The Philadelphia City Council overwhelmingly approved what amounts to a ban on facilities where people can consume illegal drugs under the watch of workers trained to reverse overdoses, the Washington Post reports. The council’s decision may stymie a long-held plan by a nonprofit organization to establish an overdose prevention center in a city hard hit by drug deaths. The 13-1 vote underscores tensions over the concept of such facilities, which have been slow to garner support in U.S. cities because of concerns they run afoul of federal law and fears they encourage drug use, blight and crime. “We have a massive overdose crisis on our hands, and yet we have a city banning an intervention before we even know how it may work in that location. I’d hate for this to become normal,” said Brandon Marshall, an epidemiologist at Brown University’s School of Public Health taking part in a federally funded study on the impact of overdose prevention sites in New York.

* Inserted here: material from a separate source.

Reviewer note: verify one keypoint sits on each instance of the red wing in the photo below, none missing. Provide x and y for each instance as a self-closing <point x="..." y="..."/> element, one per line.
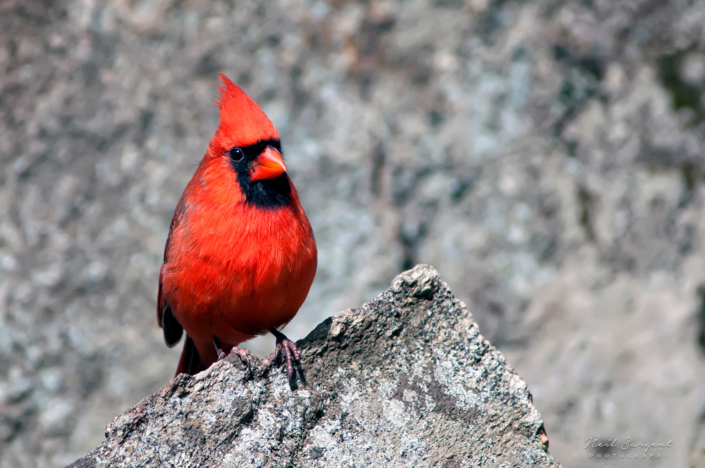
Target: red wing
<point x="165" y="318"/>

Those New York facilities are the only ones in the nation. Since the sites opened nearly two years ago, staff members say they have intervened in more than 1,000 overdoses. In Rhode Island, a state-authorized facility is slated to open next year. At the sites, users can inject or ingest their own drugs — such as heroin or fentanyl — under the eye of staffers trained to use oxygen or naloxone, the overdose reversal medication. Efforts to establish overdose prevention centers have been complicated by a decades-old federal law, sometimes called the “crack house statute.” The Philadelphia council’s measure prohibits supervised injection facilities in 10 of the council’s 11 districts. The measure now goes to the office of Mayor Jim Kenney. He did not indicate whether he would approve the ban but stressed his continued support for overdose prevention centers. The council has the votes to override Kenney if he chooses to veto the legislation.